Letter to the Magnesians (110 A.D.)
Chapter 48 [2, 1]
" Indeed, when you submit to the bishop as you would to Jesus Christ, it is clear to me that you are living not in the manner of men but as Jesus Christ, who died for us, that through faith in His death you might escape dying. It is necessary, therefore,--and such is your practice,--that you do nothing without the bishop, and that you be subject also to the presbytery, as to the Apostles of Jesus Christ our hope, in whom we shall be found, if we live in Him."

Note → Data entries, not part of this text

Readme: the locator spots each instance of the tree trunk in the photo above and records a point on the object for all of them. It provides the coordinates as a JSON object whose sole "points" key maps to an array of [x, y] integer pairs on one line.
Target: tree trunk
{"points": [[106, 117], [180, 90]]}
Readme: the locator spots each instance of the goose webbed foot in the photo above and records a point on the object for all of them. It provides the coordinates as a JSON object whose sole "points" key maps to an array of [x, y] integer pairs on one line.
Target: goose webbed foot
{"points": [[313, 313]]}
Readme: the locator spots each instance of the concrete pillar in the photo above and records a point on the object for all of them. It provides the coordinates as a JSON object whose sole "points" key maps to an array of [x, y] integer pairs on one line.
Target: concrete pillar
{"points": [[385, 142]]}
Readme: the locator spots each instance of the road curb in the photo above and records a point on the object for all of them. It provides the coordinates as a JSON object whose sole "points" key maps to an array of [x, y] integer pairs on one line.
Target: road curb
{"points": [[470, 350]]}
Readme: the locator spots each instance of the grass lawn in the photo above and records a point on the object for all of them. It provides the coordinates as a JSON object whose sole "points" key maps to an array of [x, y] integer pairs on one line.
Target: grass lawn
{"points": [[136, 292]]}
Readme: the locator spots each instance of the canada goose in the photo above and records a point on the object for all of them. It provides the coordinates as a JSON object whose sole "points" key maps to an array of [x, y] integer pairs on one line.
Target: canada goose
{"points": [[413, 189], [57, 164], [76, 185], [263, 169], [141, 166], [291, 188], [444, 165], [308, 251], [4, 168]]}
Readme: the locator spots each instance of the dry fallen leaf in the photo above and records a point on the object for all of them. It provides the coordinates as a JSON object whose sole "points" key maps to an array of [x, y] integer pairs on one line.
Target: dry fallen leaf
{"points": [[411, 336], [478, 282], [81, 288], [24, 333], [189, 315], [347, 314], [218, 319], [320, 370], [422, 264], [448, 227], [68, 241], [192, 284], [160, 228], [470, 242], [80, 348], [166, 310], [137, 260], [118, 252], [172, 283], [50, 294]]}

Letter to the Trallians (110 A.D.)
Chapter 49 [3, 1]
"In like manner let everyone respect the deacons as they would respect Jesus Christ, and just as they respect the bishop as a type of the Father, and the presbyters as the council of God and college of Apostles. Without these, it cannot be called a Church."
Chapter 53a [4, 1]
"I am writing to all the Churches and I enjoin all, that I am dying willingly for God's sake, if only you do not prevent it. I beg of you, do not do me an untimely kindness. Allow me to be eaten by the beasts, which are my way of reaching to God. I am God's wheat, and I am to be ground by the teeth of wild beasts, so that I may become the pure bread of Christ."
Lettter to the Philadelphians
Chapter 56 [3, 2]
"Those indeed, who belong to God and to Jesus Christ--they are with the bishop. And those who repent and come to the unity of the Church--they too shall be of God. . . Do not err my brethren: if anyone follow a schismatic, he will not inherit the Kingdom of God. . . . [4, 2] Take care, then, to use one Eucharist, so that whatever you do, you do according to God: for there is one Flesh of our Lord Jesus Christ, and one cup in the union of His Blood; one altar as there is one bishop with the presbytery and my fellow servants, the deacons."

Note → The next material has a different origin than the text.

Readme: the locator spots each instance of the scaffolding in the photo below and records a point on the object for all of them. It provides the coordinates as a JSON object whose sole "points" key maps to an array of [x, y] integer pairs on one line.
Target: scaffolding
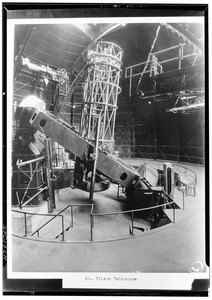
{"points": [[101, 89]]}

Letter to the Smyrnaeans (110 A.D.)
Chapter 64 [6, 2]
"Take note of those who hold heterodox opinions on the grace of Jesus Christ, which has come to us, and see how contrary their opinions are to the mind of God. . . . [7, 2] They abstain from the Eucharist and from prayer, because they do not confess that the Eucharist is the Flesh of our Savior Jesus Christ, Flesh which suffered for our sins and which the Father, in His goodness, raise up again. They who deny the gift of God are perishing in their disputes."